John Blackburn | |
Birth Date: | 26 June 1923 |
Birth Place: | Northumberland, England |
Death Place: | Richmond, London, England |
Occupation: | Bookseller |
Nationality: | British |
Genre: | Thrillers, horror, historical fiction |
John Fenwick Anderson Blackburn (26 June 1923 – 1993) was a British novelist who wrote thrillers, and horror novels. Blackburn was described as "today's Master of Horror" by The Times Literary Supplement.[1]
Many of his books feature stock characters, including General Charles Kirk of British Intelligence and his friends, the scientist Sir Marcus Levin and his Russian wife Tania.
Blackburn was born in the village of Corbridge, Northumberland and schooled at Haileybury College. He was the brother of the poet Thomas Blackburn. During the Second World War (1942–45) he served in the Merchant Navy as a radio officer.[2] He attended Durham University after returning to civilian life – the alma mater of both his father Eliel and brother Thomas – and graduated in 1949. Blackburn taught for several years after that, first in London, and then in Berlin. He married Joan Mary Clift in 1950. Returning to London in 1952, he took over the management of Red Lion Books and began writing in his off-hours, eventually becoming a full-time writer after the success of his first book, A Scent of New-Mown Hay, in 1958.

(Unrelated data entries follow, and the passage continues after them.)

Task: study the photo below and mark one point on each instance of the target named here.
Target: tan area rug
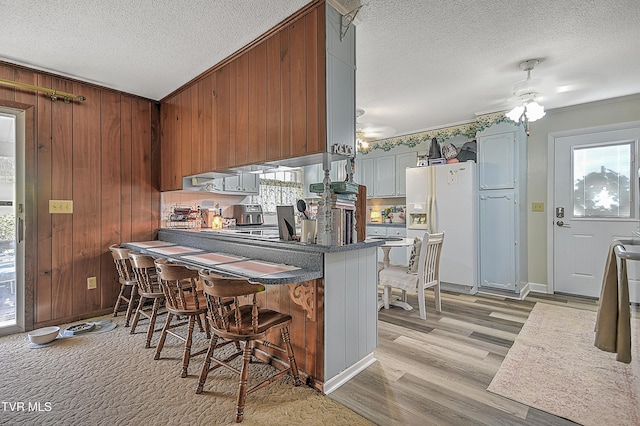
(554, 366)
(111, 379)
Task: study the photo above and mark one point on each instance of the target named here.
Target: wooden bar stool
(248, 324)
(126, 279)
(182, 299)
(144, 271)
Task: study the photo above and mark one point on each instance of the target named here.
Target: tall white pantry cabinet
(502, 211)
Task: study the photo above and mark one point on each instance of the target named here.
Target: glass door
(10, 302)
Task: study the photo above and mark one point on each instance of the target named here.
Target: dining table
(390, 243)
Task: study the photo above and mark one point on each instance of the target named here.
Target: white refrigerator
(444, 198)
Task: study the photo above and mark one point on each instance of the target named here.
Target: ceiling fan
(525, 93)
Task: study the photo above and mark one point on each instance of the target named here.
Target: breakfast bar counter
(330, 292)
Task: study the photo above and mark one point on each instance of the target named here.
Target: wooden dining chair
(149, 288)
(247, 324)
(182, 299)
(427, 275)
(128, 283)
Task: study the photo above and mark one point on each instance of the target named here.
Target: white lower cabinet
(397, 255)
(497, 245)
(502, 200)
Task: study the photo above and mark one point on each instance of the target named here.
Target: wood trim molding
(304, 294)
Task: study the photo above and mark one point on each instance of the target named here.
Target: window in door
(602, 181)
(8, 288)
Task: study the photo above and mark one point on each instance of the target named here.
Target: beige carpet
(110, 379)
(554, 366)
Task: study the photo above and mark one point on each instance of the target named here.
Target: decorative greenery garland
(468, 130)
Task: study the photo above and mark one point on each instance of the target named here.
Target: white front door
(595, 201)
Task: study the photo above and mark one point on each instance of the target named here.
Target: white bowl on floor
(44, 335)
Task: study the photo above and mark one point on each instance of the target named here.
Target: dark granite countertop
(267, 242)
(308, 257)
(392, 225)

His horror novels are often structured as thrillers, with detective story plots involving international espionage, but often leading to either a supernatural or science fictional resolution.[3] [4] [5] [6] This means that, as with some of the books of James Herbert, many of Blackburn's horror novels are notable for pace and plotting rather than for atmospheric effects. Blackburn specialised in mixing modern concerns such as germ warfare and international conspiracies with ancient traditions and curses, often to ingenious effect. The Flame and the Wind (1967), by contrast, is an unusual historical novel set in Roman times, in which a nephew of Pontius Pilate tries to discover the facts about the crucifixion of Jesus.
The Encyclopedia of Science Fiction has noted that in many of Blackburn's novels 'a powerful ambience of Horror derives from a calculated use of material from several genres, including science fiction, often simultaneously; he was a sophisticated, commercial exploiter of Equipoise in fantastic fiction'.[7] His use of science fiction is generally borderline, though not in Children of the Night, which features – in classic sci-fi fashion – an underground lost race, this time with telepathic powers.
A persistent theme in Blackburn's writing was the controversial topic of race relations. This is perhaps most prevalent in his 1970 novel Blow The House Down, which featured a racist organisation called 'God's True Sailormen' fighting against what they saw as the dangers of miscegenation, and contains, as publisher Valancourt Books notes, 'passages in which both white and black characters use epithets that would likely not be considered acceptable in a book published today'.[8] Adrian Schober has argued Blackburn was likely interested in racial intolerance because of his own family history in colonial Mauritius, which had seen intermarriage between whites and native women over previous generations.[9]
Blackburn's novels Nothing But the Night and The Gaunt Woman were the basis for screenplays. The Gaunt Woman appeared as a made-for-TV movie in 1969 as Destiny of a Spy and Nothing But the Night was released to theaters in 1972.[10] A Scent of New-Mown Hay was also adapted as radio serial for BBC Radio 2 in 1969.[11]
John Welcome in the Irish Times praised Blackburn's Blow The House Down as a "brilliant evocation of present-day stresses...more than a thriller, a contemporary novel and good one".[12] Blackburn's novel Bury Him Darkly was included by horror historian Robert S. Hadji in his list of "unjustly neglected" horror novels for Rod Serling's The Twilight Zone Magazine.[13] Frank Denton described Blackburn as "undoubtedly England's best practicing novelist in the tradition of the thriller/fantasy novel." Hugh Lamb lauded Our Lady of Pain as "a tour de force version of the legend of the evil eye". Lamb added that he regarded Blackburn as "certainly the finest British novelist in his field and deserves the widest recognition." Don D'Ammassa described Bury Him Darkly as a "nicely crafted, often surprising, and definitely gripping thriller." Howard Waldrop wrote an appreciation of Blackburn's novel A Scent of New-Mown Hay for the book Horror: Another 100 Best Books.[14]
Valancourt Books began reprinting John Blackburn's works in 2013.In 2017 Centipede Press launched their program to reissue Blackburn's most significant novels of weird fictionand by 2020 they had published eight novels including A Scent of New-Mown Hay, Bury Him Darkly, Children of the Night and Devil Daddy.